Copilot has a more businesslike system instruction. It’s less friendly, gives fewer compliments, writes more matter-of-factly. For communication tasks, many people find it sounds a bit flat. For analytical work, that directness is actually an advantage.
Claude sits somewhere in between: less complimentary than ChatGPT, but with more tendency to surface nuances and counterarguments.
The point: “neutral” doesn’t exist in AI. Every model has a tone and a tendency. If you know that, you can correct for it. If you don’t, you take the output at face value.
A different answer every time
Here’s something else that surprises people. Ask the same question twice and you get two different answers. Not because the model is uncertain, but because it works with probability. It picks the most likely next word, but when the probabilities are close, it makes a random choice.
Ask “the best pet is a…” and you’ll get “dog” one time, “cat” the next, sometimes “rabbit.” Ask “the capital of France is…” and you get “Paris” 99.99% of the time, because there’s no ambiguity in the training data.

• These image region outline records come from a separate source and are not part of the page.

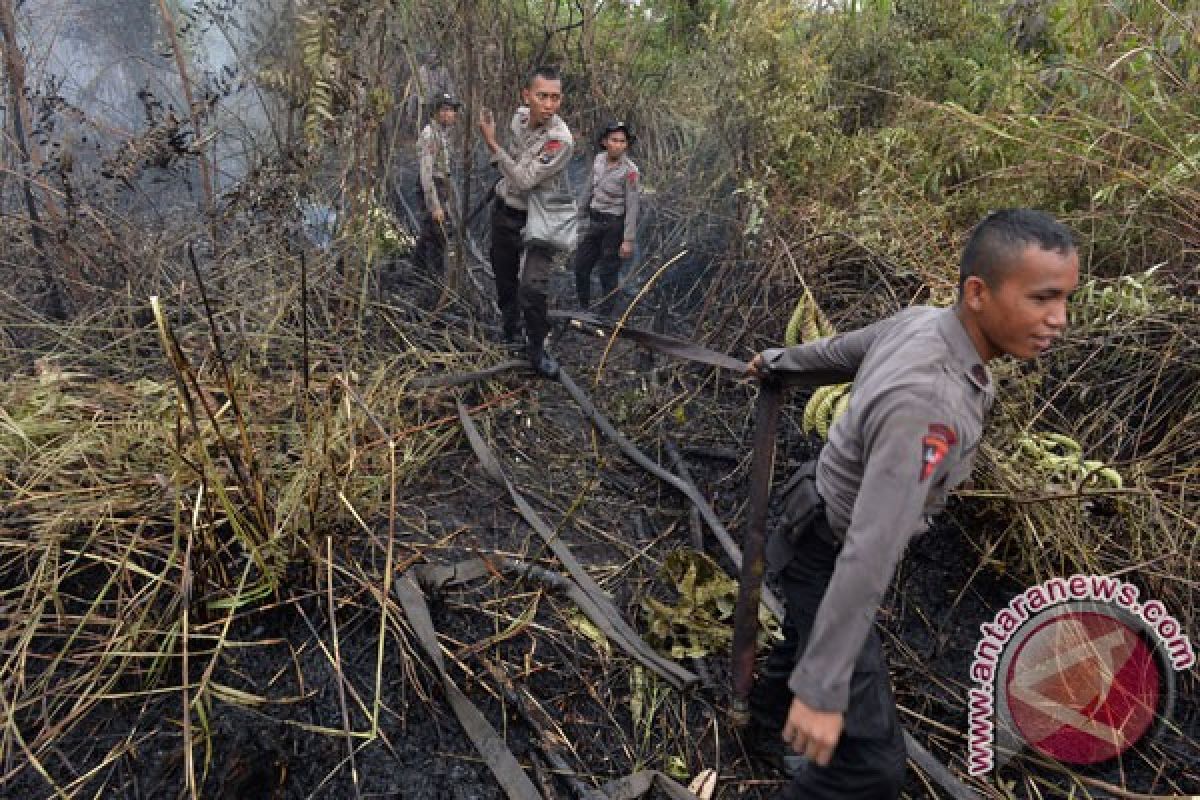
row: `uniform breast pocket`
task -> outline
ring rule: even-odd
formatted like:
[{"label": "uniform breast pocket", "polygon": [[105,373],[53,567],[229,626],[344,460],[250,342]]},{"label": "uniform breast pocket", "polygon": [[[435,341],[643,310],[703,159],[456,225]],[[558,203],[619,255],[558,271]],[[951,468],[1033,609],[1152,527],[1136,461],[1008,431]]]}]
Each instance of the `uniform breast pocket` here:
[{"label": "uniform breast pocket", "polygon": [[979,441],[976,440],[962,449],[962,456],[954,462],[954,465],[946,475],[947,491],[962,486],[971,480],[971,473],[974,471],[974,456],[978,447]]}]

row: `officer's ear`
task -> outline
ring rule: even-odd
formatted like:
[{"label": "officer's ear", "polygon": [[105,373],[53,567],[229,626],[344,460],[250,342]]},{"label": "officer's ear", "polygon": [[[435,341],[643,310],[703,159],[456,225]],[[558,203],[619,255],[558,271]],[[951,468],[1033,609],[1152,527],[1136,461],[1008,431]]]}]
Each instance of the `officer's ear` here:
[{"label": "officer's ear", "polygon": [[991,287],[988,285],[988,282],[978,275],[971,275],[962,282],[962,288],[959,290],[959,299],[972,312],[979,313],[988,302],[990,294]]}]

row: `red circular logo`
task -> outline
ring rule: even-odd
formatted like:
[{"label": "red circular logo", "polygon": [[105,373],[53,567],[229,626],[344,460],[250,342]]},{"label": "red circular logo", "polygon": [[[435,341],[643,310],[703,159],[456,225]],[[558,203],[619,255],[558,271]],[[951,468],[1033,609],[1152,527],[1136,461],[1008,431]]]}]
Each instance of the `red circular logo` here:
[{"label": "red circular logo", "polygon": [[1031,627],[1003,675],[1008,716],[1030,746],[1068,764],[1120,756],[1150,730],[1163,667],[1130,624],[1064,609]]}]

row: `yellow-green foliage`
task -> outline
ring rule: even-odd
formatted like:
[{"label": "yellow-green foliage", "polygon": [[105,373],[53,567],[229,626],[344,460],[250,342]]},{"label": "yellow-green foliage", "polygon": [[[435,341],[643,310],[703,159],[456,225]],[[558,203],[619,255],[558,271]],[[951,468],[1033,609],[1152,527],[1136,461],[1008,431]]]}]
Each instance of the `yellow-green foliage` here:
[{"label": "yellow-green foliage", "polygon": [[[784,344],[794,347],[808,342],[815,342],[835,333],[821,306],[808,287],[800,294],[796,309],[787,321],[787,330],[784,333]],[[821,386],[809,402],[804,405],[804,417],[800,428],[805,433],[815,433],[822,439],[829,435],[829,427],[834,421],[846,413],[850,407],[851,384],[835,384],[833,386]]]},{"label": "yellow-green foliage", "polygon": [[[701,657],[728,650],[733,640],[737,581],[704,553],[678,549],[662,563],[660,577],[678,593],[674,606],[653,597],[642,601],[648,620],[646,639],[672,658]],[[779,622],[760,607],[761,636],[779,636]]]}]

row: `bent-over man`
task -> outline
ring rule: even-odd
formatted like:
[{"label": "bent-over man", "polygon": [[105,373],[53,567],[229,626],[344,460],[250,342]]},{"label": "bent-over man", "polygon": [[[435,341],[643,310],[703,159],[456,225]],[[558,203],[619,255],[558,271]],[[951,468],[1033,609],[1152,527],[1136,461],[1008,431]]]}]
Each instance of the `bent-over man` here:
[{"label": "bent-over man", "polygon": [[854,374],[850,407],[815,465],[820,499],[803,504],[803,492],[788,492],[785,524],[767,548],[768,569],[781,576],[785,639],[758,676],[751,714],[806,757],[782,798],[900,796],[905,744],[876,610],[908,540],[971,474],[995,392],[988,362],[1049,348],[1078,283],[1063,225],[1037,211],[997,211],[971,234],[953,308],[908,308],[751,361],[756,377]]}]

For factual questions, this doesn’t matter much. But for subjective tasks (a summary, an opinion, an analysis), you get a slightly different version each time. Just like when you ask two colleagues to summarize the same meeting.
Many people find this frustrating. But it’s actually a strength. You can ask the same question three times and pick the best version. Or ask the model: which of these three answers is strongest?
How to use sycophancy to your advantage
Once you understand that AI follows your lead, you can use that intentionally. Instead of asking one question and accepting the answer, you pose the same question from multiple perspectives.
Switch perspectives
Ask the same question from multiple roles:
Analyze this investment proposal from the perspective of a risk-averse pension fund.
Analyze the same proposal from the perspective of an aggressive hedge fund manager.
What risks would a regulator see in this proposal?
Three perspectives, three analyses. Together they’ll give you a more complete picture than any single “neutral” answer ever could.
Ask for pushback
I think we should move forward with this project. Give me 5 reasons why that would be a bad idea.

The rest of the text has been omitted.